To address this gap, Wasil started offering a Sharia-compliant microfinance package aimed specifically at smallholder farmers.
Wasil is an example of how microfinance and Islamic finance can be successfully combined.
An estimated 650 million Muslims live on less than $2 a day. Examples like Wasil show that Islamic microfinance can play a key role in bringing the poor into the financial mainstream in a way that doesn’t force them to choose between their religious practices and their wallets.
But despite an impressive increase in the number of financial service providers that offer Sharia-compliant microfinance products in Muslim countries, Islamic microfinance is still limited to a few countries. The range of offerings is narrow as well – most are largely focused on the cost-plus-markup product known as murabaha, which is geared toward asset purchases.
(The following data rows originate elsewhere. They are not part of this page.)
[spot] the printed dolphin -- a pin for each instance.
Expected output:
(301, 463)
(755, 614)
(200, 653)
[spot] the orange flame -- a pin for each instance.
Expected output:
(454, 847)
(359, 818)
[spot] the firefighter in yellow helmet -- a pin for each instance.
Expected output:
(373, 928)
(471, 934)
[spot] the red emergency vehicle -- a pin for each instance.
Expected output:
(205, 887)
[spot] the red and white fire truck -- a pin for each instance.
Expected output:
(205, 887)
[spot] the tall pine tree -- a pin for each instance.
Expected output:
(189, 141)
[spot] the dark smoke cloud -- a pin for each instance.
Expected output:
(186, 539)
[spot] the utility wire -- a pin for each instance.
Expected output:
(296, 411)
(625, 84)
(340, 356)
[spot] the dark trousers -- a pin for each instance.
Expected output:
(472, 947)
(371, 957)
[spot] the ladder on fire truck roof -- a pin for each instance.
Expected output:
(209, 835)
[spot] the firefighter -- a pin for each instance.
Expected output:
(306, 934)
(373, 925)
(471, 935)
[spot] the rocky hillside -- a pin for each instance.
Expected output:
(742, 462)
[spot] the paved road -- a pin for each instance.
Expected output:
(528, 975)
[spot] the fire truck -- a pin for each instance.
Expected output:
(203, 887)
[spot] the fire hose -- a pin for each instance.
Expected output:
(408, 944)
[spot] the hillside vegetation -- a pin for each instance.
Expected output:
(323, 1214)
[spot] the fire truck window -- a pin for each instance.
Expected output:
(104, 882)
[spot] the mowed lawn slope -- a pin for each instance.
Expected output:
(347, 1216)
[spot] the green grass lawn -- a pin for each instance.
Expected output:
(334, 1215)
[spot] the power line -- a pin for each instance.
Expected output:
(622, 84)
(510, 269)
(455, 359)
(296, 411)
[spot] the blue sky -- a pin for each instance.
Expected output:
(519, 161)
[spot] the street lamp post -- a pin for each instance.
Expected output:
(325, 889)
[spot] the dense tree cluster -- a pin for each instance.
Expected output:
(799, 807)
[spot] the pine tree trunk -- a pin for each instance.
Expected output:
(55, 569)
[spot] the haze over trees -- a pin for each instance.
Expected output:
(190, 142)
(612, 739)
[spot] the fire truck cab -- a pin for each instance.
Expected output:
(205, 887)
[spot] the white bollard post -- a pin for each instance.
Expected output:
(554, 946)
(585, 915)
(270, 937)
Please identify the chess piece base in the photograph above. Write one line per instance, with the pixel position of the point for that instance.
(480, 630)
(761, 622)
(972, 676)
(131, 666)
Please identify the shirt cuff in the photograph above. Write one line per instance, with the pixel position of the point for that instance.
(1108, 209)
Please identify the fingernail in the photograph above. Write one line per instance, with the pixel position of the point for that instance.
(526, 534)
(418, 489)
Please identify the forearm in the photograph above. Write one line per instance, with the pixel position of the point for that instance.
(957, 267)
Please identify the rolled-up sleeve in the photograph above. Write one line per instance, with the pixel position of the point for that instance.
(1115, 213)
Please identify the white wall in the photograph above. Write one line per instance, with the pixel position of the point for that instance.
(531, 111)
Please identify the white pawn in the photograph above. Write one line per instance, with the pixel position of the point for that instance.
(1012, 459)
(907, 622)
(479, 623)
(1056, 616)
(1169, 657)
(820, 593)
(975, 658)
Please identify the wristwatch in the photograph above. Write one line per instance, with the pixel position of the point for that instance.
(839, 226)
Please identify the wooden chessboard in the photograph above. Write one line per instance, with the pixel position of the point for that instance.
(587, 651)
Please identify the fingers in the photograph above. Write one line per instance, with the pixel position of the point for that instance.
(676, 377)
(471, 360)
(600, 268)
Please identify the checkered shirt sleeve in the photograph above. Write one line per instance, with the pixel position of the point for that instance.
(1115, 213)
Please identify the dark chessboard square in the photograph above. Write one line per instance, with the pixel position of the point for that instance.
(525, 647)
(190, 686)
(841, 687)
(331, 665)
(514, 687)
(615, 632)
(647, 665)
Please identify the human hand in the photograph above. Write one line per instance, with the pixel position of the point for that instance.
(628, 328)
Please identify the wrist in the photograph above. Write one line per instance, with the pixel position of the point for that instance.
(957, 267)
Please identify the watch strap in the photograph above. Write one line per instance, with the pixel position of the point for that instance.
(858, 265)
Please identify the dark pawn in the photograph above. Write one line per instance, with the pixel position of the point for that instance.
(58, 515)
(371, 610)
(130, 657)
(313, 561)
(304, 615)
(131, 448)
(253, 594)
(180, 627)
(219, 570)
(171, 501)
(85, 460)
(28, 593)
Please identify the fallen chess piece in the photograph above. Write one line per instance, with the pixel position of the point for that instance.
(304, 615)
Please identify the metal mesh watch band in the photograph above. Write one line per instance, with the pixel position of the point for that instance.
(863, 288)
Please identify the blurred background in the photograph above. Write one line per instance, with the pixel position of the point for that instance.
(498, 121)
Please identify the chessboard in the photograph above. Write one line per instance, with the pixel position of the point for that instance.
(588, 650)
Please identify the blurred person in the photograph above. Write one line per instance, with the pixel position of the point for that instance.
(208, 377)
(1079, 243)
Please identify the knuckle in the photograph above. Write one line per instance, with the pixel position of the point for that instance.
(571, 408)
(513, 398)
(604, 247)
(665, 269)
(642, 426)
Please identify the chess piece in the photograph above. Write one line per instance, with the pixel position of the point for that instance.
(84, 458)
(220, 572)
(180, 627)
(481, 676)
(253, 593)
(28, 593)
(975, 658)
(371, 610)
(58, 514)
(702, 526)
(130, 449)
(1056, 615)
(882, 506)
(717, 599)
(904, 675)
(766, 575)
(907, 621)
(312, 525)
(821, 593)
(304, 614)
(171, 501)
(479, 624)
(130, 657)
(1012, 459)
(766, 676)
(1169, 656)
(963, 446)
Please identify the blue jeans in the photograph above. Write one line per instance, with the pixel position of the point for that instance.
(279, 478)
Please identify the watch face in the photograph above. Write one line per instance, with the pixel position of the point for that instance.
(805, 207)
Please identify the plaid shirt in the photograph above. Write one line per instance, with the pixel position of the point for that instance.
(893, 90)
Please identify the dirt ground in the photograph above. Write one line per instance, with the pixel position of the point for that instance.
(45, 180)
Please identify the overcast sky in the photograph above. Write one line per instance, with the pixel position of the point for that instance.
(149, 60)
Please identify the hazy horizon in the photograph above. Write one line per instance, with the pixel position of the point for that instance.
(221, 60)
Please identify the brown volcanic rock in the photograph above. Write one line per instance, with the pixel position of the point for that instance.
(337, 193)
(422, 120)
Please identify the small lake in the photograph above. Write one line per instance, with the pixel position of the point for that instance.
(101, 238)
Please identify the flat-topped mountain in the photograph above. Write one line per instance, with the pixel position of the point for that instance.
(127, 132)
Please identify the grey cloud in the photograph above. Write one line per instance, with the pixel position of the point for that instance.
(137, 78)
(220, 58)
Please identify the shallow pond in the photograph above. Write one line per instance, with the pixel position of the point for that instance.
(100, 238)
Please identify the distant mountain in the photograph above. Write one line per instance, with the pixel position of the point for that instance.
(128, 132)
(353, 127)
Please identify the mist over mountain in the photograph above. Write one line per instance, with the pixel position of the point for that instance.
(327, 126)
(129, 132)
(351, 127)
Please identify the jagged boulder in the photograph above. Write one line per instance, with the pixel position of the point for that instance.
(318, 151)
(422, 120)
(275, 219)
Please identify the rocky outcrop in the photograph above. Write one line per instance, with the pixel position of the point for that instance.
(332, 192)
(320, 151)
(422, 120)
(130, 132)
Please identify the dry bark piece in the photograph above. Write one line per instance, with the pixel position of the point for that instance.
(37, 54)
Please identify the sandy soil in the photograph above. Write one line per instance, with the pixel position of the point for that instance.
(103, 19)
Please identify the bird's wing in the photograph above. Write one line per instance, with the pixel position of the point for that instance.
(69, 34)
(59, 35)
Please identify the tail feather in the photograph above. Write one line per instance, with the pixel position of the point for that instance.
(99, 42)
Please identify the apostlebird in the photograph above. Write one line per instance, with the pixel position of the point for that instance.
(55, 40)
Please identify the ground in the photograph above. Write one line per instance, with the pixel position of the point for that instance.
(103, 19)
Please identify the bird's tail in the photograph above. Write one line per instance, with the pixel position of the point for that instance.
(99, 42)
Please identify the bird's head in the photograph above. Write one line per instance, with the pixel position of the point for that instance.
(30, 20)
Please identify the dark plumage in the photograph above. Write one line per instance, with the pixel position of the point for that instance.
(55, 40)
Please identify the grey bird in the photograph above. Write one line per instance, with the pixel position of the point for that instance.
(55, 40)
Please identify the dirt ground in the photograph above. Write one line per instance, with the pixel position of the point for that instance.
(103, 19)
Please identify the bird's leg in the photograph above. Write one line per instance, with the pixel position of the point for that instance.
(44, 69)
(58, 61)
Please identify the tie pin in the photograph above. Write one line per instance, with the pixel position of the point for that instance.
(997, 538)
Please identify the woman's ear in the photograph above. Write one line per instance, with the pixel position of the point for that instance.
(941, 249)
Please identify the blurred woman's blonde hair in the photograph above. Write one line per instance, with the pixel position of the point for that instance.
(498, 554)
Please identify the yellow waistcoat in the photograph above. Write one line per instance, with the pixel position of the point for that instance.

So how can we broaden the range of Islamic microfinance products that serve the needs of poor Muslim clients? In order to help the poor manage their complex financial lives and generate the income they need to rise out of poverty, we need to move beyond murabaha and encourage the development of other Sharia-compliant products and services that assist the poor in building better lives for themselves.
That’s why my organization, the Consultative Group to Assist the Poor (CGAP), partnered with the Islamic Development Bank, Al Baraka Banking Group, and Triple Jump to sponsor the Islamic Microfinance Challenge. The goal of the Challenge was to find new innovative ways to broaden the range of Islamic microfinance products.
The basic idea behind the Challenge is to encourage microfinance providers to broaden their range of Islamic microfinance products and, in doing so, find new ways to serve Muslim microfinance clients.
We received entries from microfinance institutions in 11 countries. Judges selected the Wasil Foundation as the winner for its impact on the lives of its clients, the sustainability of the offering and its potential to scale up in Pakistan and in other predominantly Muslim countries. The judges also chose the Bank of Khartoum from Sudan and Kompanion Invest from Kyrgyzstan as finalists.
Examples like these provide a snapshot of the kind of innovation that is needed to ensure that Islamic microfinance products can meet the financial needs of poor Muslim communities.